Card sized storage technology still in test
An Israeli startup gave its first US demonstration of technology that it claims will eventually be able to store up to 10 gigabytes of data on a credit card sized carrier and 140Gb on a CD or DVD disk.
An Israeli startup gave its first US demonstration of technology that it claims will eventually be able to store up to 10 gigabytes of data on a credit card sized carrier and 140Gb on a CD or DVD disk.
C3D showed its multilayer fluorescent optical smartcard and disk technology, which includes nine-layer disks and ten-layer cards, to a raft of vendors on Tuesday, including Intel, Microsoft, IBM and Apple. The disks hold more than 200 times the capacity of a CD-Rom and almost 30 times as much as the average DVD disc.
Patrick Maloney, C3D's business development director, attested: "It's a truly revolutionary data storage technology that allows the creation of new devices which weren't possible before. This will take us into the new age of the digital home, both in data capacity and in data rates."

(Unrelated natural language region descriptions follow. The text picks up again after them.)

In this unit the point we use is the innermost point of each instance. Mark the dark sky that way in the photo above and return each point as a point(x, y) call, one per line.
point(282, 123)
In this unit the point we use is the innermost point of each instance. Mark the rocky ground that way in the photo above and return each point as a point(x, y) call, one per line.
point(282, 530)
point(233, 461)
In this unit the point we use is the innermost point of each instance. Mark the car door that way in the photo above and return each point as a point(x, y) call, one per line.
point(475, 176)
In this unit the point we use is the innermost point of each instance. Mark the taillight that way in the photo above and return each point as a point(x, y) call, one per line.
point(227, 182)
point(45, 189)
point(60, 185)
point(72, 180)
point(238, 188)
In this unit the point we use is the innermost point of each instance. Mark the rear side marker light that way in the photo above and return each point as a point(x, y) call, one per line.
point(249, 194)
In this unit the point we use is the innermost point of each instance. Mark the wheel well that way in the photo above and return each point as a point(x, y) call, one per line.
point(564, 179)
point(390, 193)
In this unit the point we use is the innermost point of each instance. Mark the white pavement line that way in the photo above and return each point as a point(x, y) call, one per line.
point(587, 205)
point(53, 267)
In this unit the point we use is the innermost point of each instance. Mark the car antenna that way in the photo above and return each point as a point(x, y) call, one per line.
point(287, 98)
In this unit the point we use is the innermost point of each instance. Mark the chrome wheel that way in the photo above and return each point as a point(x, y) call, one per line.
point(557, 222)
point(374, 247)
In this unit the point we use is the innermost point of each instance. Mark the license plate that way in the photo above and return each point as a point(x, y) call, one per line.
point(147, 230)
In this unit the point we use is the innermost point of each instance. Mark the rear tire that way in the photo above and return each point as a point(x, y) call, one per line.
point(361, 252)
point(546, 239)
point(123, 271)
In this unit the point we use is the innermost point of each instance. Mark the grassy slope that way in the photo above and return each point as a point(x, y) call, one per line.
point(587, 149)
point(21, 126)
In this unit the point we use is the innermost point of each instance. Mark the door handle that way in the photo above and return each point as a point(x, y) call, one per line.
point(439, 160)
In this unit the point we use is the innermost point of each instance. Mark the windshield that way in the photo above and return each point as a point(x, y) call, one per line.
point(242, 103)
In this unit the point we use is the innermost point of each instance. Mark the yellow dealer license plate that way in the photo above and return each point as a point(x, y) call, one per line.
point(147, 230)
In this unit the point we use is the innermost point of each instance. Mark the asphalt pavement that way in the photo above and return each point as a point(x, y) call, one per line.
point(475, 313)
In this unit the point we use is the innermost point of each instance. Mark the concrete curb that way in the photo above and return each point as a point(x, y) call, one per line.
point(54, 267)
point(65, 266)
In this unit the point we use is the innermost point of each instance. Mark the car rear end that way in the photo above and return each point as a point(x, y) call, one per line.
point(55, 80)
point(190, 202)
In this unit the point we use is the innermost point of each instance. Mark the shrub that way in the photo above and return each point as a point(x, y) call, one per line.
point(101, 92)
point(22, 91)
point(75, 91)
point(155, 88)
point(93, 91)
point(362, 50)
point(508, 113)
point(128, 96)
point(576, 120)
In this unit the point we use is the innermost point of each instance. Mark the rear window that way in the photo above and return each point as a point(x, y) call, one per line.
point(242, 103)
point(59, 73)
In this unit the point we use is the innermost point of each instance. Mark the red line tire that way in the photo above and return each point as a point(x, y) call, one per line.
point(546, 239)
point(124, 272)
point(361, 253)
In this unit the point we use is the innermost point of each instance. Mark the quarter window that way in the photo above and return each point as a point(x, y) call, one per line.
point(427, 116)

He added that data retrieval rates exceeded 1Gb per second because the layers can be read in parallel.
The firm's first offering, which is due to ship at the end of the year, will be a credit card sized Clear Card with up to 200 layers, 400Mb/cm2 of data density and up to 10Gb of capacity.
"What we do is deposit the fluorescent particles right into the clear CD. From there, you can focus the laser on the layer or layers you want to read. The laser excites the fluorescent compound and the system reads the fluorescent light," Maloney explained.
He added that using a clear disk meant there was no obstruction or signal loss and there was no limit to the number of fluorescent layers that could be embedded into the clear storage medium.
Jim Porter, president of analyst firm, Disk Trend, said that C3D was not the first company to make extravagant claims for its still unproven storage technology.
"But these people aren't flakes. Many of them have been around the industry for a long time," he added.
C3D, which has acquired a number of other companies over the past five years, has offices in Silicon Valley, the Ukraine, Russia and Israel.